Yollarına devam ederler. Hızır bir erkek çocuğu öldürür. Çocuktan maksat sıfatlarıyla ortaya çıkıp kalbi perdeleyen ve kötülüğü emreden Nefs-i Emmare’dir. Öldürülmesi de gazap, şehvet ve benzeri sıfatların yok edilmesi anlamındadır. Mûsâ’nın ‘’tertemiz bir nefsi öldürdün’’ diyerek itiraz etmesi, kalbin hala nefse yönelik sempatisinin olmasındandır (Telvin/kalp hâlden hâle geçmektedir). Hızır, Mûsâ’yı bu mânevî yolculuğa dayanamayacağı hususunda tekrar uyarır. Mûsâ/Kalp, bir daha itiraz ederse kendisi ile yollarının ayrılmasına itiraz etmeyeceğini söyler.

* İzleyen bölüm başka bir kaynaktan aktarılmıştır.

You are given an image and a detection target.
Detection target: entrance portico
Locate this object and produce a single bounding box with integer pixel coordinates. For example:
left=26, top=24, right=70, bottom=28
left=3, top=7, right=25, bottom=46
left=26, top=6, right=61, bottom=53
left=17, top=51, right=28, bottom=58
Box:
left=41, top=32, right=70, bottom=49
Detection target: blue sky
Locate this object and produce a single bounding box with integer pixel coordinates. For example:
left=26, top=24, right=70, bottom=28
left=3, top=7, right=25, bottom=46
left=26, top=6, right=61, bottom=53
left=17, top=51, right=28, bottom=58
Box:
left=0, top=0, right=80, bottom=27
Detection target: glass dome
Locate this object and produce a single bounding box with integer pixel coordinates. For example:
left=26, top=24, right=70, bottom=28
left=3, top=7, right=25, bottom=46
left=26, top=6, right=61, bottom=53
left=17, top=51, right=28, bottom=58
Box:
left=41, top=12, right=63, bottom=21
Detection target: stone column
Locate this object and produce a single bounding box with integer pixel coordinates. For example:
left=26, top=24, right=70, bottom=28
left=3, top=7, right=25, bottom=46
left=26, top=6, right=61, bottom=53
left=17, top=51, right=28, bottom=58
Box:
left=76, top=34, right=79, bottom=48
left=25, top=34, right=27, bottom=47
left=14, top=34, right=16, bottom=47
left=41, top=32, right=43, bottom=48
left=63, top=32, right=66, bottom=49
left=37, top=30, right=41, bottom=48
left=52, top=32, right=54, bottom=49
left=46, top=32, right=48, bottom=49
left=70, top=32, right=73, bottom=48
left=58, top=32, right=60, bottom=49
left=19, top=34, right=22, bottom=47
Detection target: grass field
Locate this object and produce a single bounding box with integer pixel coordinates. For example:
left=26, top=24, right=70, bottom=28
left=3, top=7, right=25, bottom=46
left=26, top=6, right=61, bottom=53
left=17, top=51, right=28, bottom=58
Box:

Yine yürürler. Nihayet bir köy halkına/bedensel kuvvetlere rastlarlar. Köy halkının yani bedensel kuvvetlerin onlara yiyecek vermemesi ve misafir etmemesi, o sırada onların gıdalarının üst taraftan, kutsî nurlardan, ilâhi mârifetlerden, gaybi tecellilerden kaynaklanmasındandır. Artık gıdaları, bundan önceki gibi ayaklarının altından değildir.

Yıkılmak üzere olan duvar ise Nefs-i Mutmainne’dir (emin olmuş nefs). Hızır’ın onu doğrultması, kemâlat ve güzel faziletlerle sağlamlaştırması anlamındadır. Mûsâ’nın bu iş karşısında Hızır’a ‘’bir ücret alsaydın’’ teklifi ise yollarının ayrılmasına sebep olur. Hızır; ‘’Riyazat aracılığıyla nefsi imar etmek, fazilet ve ilâhi ahlakla ahlaklanmak sevap ve bir gaye için değildir. Gaye, ortaya perde koymak değil,  nefsin perdelerinin açılmasıdır.’’ der ve Mûsâ’nın sabredemediği şeylerin TE’VİL’ini (iç yüzünü) açıklar. (İbnü’l Arabî Hz. Tefsir-i Kebir Te’vilat Syf.708-715)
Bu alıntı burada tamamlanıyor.